For screen output we almost always work in one of the RGB color spaces. Red Green and Blue are obviously the primary colors of light, and the individual pixels of many screens are made up of individual red, green and blue LEDs.

There are three major RGB color spaces: sRGB, Adobe RGB, and ProPhoto RGB. Adobe RGB and ProPhoto RGB are able to reproduce a wider range of colors than sRGB, and so they're often used for photographs and high-quality printing applications.

There are several different RGB color spaces: sRGB, Adobe RGB, ProPhoto RGB, and P3 to name a few. Adobe RGB and ProPhoto RGB are able to reproduce a wider range of colors than sRGB, and so they're often used for photographs and high-quality printing applications. P3 is primarily for digital display on more recent devices and screens.

sRGB isn't the largest color space, but it was designed to be the ideal choice for screen output, because a wide range of displays are able to reproduce its colors accurately.

Each of the red green and blue channels in RGB color spaces have 256 possible values, yielding a possible range of 2563 or about 16.7 million colors.

Arrays (lists) are often zero-based because of the way computers store data. So while RGB has values ranging from 1-256, the range of values we actually use are 0-255.

Specifying Colors in CSS

CSS has several possible ways we can use to define colors. All of them represent colors in RGB, so they are basically all different ways of saying the same thing.

  • Named Colors
  • Hexadecimal
  • RGB
  • HSL
  • and more...

Named colors you're already familiar with, and they're just a predefined list of words in CSS that represent certain RGB values.

mediumslateblue

Hexadecimal is actually a number system based on 16. RGB has 256 possible values for each color. 256 factors much more nicely into 16 than 10, so it (sort of) makes sense to use a number system based on 16. Instead of counting from 1-10 and "recycling" (11-20...) hexadecimal counts like this: 1 2 3 4 5 6 7 8 9 A B C D E F.

#7B68EE

RGB is pretty straightforward. It takes three comma separated values from 0-255.

rgb(123, 104, 238)

HSL is a more human-friendly way to represent RGB values. It's kind of hard to guess how a color is going to shift when changing RGB values, but it's a little easier to think in terms of hue, saturation, and lightness.

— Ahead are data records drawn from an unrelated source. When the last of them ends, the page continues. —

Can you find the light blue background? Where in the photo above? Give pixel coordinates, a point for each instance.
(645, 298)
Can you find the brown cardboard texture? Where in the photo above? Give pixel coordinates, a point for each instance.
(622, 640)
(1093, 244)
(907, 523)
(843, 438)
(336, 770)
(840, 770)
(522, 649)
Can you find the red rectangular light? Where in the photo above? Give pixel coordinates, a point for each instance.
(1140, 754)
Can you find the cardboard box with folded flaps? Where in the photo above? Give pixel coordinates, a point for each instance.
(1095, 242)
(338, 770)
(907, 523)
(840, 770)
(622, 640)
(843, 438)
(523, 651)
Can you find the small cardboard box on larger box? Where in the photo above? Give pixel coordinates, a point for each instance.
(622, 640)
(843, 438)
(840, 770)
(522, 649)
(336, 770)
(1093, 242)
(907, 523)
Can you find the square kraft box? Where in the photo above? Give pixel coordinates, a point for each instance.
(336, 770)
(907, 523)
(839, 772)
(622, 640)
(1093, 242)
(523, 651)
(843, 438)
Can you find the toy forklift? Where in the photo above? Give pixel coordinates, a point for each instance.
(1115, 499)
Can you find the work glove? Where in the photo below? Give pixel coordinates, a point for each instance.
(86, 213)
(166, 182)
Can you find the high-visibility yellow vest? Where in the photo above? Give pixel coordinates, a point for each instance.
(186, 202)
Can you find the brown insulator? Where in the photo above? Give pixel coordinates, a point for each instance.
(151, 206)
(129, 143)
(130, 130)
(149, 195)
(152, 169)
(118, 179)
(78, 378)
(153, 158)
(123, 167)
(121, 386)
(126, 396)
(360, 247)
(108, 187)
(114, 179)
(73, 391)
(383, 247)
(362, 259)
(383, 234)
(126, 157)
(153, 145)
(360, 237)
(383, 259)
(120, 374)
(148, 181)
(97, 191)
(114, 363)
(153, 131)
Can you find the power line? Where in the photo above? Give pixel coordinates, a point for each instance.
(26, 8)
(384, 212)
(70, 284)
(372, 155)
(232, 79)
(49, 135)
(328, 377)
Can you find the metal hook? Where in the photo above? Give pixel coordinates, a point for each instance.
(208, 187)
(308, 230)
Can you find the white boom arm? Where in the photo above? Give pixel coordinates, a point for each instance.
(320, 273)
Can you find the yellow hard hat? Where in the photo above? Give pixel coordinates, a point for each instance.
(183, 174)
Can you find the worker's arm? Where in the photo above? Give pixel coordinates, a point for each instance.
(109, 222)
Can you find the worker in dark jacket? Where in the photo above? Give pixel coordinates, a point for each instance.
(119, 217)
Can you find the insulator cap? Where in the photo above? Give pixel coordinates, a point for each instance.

Hue is a value from 0-360° on a color wheel - 0 and 360 both representing red. Saturation is the strength or vividness of the color (as a percentage), and lightness is a percentage from black to white (white being 100% lightness).

hsl(249, 80%, 67%)

Both RGB and HSL also can also be written as rgba() and hsla(). The a stands for alpha, and it's a fourth channel for transparency. It accepts values from 0-1, so 40% opaque would be 0.4.

hsla(249, 80%, 67%, 0.4)

When choosing HSL colors to use in CSS, be sure you're choosing HSL and not HSB or HSV. These are slightly different and the numbers don't mean the same thing. Photoshop's color picker uses HSB. A quick google search and some links at the bottom here will quickly point you to a proper HSL color picker. Browser developer tools also commonly have built-in color pickers.